B1: Chapter 22 - "See You On The Other Side."
Mero's grin stretched wider, sharp and knowing.
"Couldn't tell ya if I'm honest," he said with an easy shrug.
Jeremiah's expression flattened. He folded his arms, frowning. "Mero, I thought I asked you not to play these games."
Mero held up his hands, chuckling. "Cool ya jets, kid. I ain't twistin' words here, I'm bein' straight with ya."
Jeremiah arched a skeptical brow.
"Look, ya gotta remember," Mero went on, his wings buzzing lightly as he leaned forward. "The System is the first of its kind. Even we're still figurin' out what Wyrdtech can do. If ya ask me, not even Sarah really knew."
Jeremiah's frown deepened. "How do you create something if you don't even know how it works?"
Mero's grin turned almost mischievous. "That's the genius of what yer sister built, Jerry-boy. We call it Wyrd Technology, sure… but it ain't like anythin' that's come before."
He leapt from Billy's ledge, his dragonfly-like wings buzzing as he drifted down to perch cross-legged on the coffee table, facing Jeremiah. His golden eyes gleamed with amusement.
"It's not a perfect analogy," he admitted, "but think of it like this," Mero continued, tapping the table for emphasis. "Sarah didn't just build a tool, or a device. She planted a seed. And until that seed sprouts, there's no telling what it'll grow into."

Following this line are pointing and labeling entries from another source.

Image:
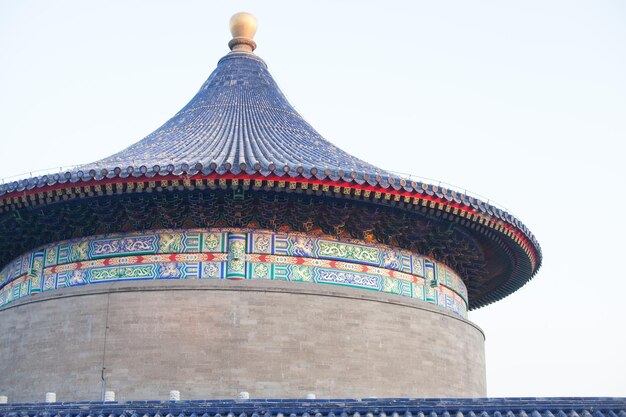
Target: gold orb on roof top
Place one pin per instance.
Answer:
(243, 25)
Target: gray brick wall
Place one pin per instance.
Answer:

He pointed toward Jeremiah's chest, where the amulet was fused into his sternum. Its presence had long since become familiar, yet at that moment, it felt heavier.
"Yer sprout — yer 'iteration' — the [Mystical Menagerie]? That's crystallized potential," Mero said, voice laced with something between reverence and mischief. "The System will take that potential and shapes it over time. How? Into what?" He shrugged.
Jeremiah exhaled sharply. "So what you're telling me is, I'm driving blind."
Mero chuckled, wings flicking in amusement. "That's what it means to be a pioneer, kid. Excitin', ain't it?" He didn't wait for a response. "But to answer yer question — Nah, not entirely."
He flicked his fingers, and several translucent screens blinked into existence before Jeremiah's eyes. The now-familiar glow of System interfaces washed over him, the arcane symbols and shifting text hovering just within reach.
"Given its Wyrd nature, what the System might become is anyone's guess," Mero explained. "But Law — it's ordered half — gives us one critical advantage." His smirk deepened. "We can ask."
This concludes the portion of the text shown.